This sentiment is at once a sermon upon unity and an epitome of the history of the Latter-day Saints. By their union and system of mutual help they have again and again redeemed wildernesses; every time demonstrating that the Prophet's view of the power of human harmony was correct—for where the love of truth and the concord of the Saints exist there is no room for Satan, and hell itself must be transformed into a region of bliss.

Joseph was putting these principles into practice at Nauvoo, and a beautiful city was growing out of a marsh; and institutions for human liberty and human advancement were growing out of the most adverse conditions.

Near the opening of 1842 the Prophet, with President Brigham Young and Bishop Newel K. Whitney, began to devise a plan, by which a cheap and expeditious conveyance of the Saints from the old world to Nauvoo might be secured through a united effort; and the mercantile interests of the people might be made to serve the general welfare and protect and help the poor.

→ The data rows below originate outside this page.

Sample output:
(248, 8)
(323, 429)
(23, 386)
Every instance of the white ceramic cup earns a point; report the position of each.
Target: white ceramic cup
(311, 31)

The Prophet himself did not hesitate to engage in mercantile and industrial pursuits; the gospel which he preached was one of temporal salvation as well as spiritual exaltation; and he was willing to perform his share of the practical labor. This he did with no thought of personal gain, for in opening the store at Nauvoo he said:

I rejoice that we have been enabled to do as well as we have, for the hearts of many of the poor brethren and sisters will be made glad with these comforts which are now within their reach.

In a letter to Brother Edward Hunter, under date of January 5th, 1842, the Prophet shows his humility and the love of his heart in these words:

The store has been filled to overflowing and I have stood behind the counter all day, distributing goods as steadily as any clerk you ever saw, to oblige those who were compelled to go without their Christmas and New Year's dinners for the want of a little sugar, molasses, raisins, etc.; and to please myself also, for I love to wait upon the Saints and to be a servant to all, hoping that I may be exalted in the due time of the Lord.

What a picture is here presented! A man chosen by the Lord to lay the foundation of His Church and to be its Prophet and President, takes joy and pride in waiting upon his brethren and sisters like a servant. The self-elected ministers of Christ in the world are forever jealous of their dignity and fearful of showing disrespect to their cloth; but Joseph never saw the day when he did not feel that he was serving God and obtaining favor in the sight of Jesus Christ by showing kindness and attention "even unto the least of these."

One Tom Sharp, editor of the Warsaw Signal, was devoting the greater part of his time and the greater part of his paper's space to slanders and misrepresentations of the Saints. The Prophet's comment upon this man, who afterward became a prominent factor in the persecutions against the people, was: "Let Sharp publish what he pleases: the faster he prints his lies the sooner he will get through."